2 – squeaky wheels get oiled, but all wheels need some maintenance oil. When a friend is upset, we quickly want to find out why and help do something about this. When it is because of something you did, or just a random happenstance, AND when a small to moderate thing you can do can help this, then this is a good thing to do.
However, abusive people use fake squeaking to get more than their fair share of oil, which means we give far too much attention to trying to save these abusive people as friends, instead of putting our efforts into maintaining good friends.
To check this, remember that friends are supposed to be easy to work with and having your life. If you are spending large amounts of energy into trying to keep someone, that can be an indication that something has gone wrong. It might be worth considering letting them go.
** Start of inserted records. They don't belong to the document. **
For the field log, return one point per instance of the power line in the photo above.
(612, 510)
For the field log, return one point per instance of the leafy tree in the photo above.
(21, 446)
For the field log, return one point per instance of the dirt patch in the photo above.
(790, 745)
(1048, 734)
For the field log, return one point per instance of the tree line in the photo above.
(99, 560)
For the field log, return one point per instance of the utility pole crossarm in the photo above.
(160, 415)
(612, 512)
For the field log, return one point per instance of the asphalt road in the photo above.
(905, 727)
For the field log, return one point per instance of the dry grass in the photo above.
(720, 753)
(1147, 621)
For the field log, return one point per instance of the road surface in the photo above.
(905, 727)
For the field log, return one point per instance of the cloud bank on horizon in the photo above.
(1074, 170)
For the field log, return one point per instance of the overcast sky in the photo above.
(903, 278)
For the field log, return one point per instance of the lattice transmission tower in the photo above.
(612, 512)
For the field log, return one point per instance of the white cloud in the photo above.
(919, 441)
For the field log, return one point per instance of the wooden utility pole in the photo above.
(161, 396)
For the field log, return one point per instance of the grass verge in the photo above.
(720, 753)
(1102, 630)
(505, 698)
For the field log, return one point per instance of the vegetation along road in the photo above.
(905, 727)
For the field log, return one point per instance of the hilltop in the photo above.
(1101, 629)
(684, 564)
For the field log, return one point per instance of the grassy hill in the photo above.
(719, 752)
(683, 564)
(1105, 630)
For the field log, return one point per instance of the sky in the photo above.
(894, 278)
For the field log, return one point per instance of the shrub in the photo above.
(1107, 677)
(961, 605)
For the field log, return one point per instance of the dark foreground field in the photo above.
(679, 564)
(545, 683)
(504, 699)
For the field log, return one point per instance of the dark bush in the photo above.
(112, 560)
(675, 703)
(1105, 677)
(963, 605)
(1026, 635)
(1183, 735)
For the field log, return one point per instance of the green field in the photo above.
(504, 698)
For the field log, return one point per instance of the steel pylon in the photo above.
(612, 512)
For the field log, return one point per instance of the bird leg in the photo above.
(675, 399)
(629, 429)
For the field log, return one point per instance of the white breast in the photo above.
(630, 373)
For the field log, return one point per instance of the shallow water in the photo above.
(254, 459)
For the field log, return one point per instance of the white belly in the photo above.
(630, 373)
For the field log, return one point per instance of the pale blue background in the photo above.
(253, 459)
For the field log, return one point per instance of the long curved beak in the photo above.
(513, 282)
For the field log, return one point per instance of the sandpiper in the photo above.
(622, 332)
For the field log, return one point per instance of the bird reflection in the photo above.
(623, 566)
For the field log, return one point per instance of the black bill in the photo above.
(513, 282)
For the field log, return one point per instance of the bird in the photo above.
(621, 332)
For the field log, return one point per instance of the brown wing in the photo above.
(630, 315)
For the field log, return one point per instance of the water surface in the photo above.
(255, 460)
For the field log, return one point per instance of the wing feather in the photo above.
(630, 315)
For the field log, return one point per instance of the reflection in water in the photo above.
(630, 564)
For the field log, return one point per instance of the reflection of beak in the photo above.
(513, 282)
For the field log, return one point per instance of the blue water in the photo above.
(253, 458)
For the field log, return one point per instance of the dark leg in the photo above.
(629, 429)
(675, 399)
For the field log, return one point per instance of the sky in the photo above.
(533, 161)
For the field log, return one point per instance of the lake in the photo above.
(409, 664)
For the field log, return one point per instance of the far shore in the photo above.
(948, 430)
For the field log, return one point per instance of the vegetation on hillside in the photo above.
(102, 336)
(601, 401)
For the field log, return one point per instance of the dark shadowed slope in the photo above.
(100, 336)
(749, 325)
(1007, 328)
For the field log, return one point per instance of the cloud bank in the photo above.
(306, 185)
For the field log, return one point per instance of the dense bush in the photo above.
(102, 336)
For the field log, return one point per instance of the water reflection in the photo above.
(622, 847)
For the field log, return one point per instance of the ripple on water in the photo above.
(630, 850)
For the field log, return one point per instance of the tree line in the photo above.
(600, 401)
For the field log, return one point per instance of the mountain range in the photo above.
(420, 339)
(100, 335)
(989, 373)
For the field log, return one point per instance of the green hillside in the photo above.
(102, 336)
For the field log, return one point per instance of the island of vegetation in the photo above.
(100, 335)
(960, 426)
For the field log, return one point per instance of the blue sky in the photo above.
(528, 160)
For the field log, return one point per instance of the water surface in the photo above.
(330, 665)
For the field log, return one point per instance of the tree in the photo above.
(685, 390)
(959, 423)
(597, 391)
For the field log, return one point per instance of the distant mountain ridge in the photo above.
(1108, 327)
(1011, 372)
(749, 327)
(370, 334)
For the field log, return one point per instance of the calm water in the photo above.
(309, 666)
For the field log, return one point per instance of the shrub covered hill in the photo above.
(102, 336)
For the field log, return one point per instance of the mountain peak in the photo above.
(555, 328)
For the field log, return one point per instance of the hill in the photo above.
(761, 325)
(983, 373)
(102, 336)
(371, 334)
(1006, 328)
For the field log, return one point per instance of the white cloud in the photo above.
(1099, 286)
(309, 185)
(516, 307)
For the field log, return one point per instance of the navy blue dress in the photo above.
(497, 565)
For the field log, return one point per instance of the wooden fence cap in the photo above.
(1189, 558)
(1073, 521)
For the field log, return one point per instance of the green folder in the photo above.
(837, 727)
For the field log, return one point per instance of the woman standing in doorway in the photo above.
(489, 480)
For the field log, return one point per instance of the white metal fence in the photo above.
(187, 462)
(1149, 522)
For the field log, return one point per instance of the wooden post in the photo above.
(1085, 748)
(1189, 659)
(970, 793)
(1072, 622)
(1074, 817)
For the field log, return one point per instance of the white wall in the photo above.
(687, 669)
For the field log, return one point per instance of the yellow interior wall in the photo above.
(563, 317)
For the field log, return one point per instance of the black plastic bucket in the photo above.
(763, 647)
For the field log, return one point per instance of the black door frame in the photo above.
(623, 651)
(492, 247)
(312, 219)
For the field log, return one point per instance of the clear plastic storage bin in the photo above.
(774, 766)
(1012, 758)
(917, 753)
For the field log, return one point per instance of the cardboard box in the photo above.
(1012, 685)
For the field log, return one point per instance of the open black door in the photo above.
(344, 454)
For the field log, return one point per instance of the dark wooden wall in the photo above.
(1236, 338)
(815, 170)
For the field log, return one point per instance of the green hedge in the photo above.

3 – we often grow up in small families and start going to a small primary school. This helps us learn how to adapt to managing with people, because we have no real choice about who we are associating with. Learning how to adapt to people and manage incompatible people is a good skill to have.
However, there is a reasonable likelihood that none of these people are the kind of people that are good for you. There are many kinds of people and you need to find the kind that are kind to you. That may be your family and childhood friends/associates, but it also may not be. It is easy to fall into the trap of trying to hold on to people who are bad for us because we had little choice when we were young.
To check this, remember that friends should be low effort to maintain (not zero effort). Look at the people whom you are spending lots of personal energy into maintaining and wonder if you actually like them and if they are actually good for your self esteem… or not.
Conclusion: Remember, this planet has over 7,500,000,000 people on it. You have a choice. Hang out with and spend energy on the people who do like you, instead of the people who don’t.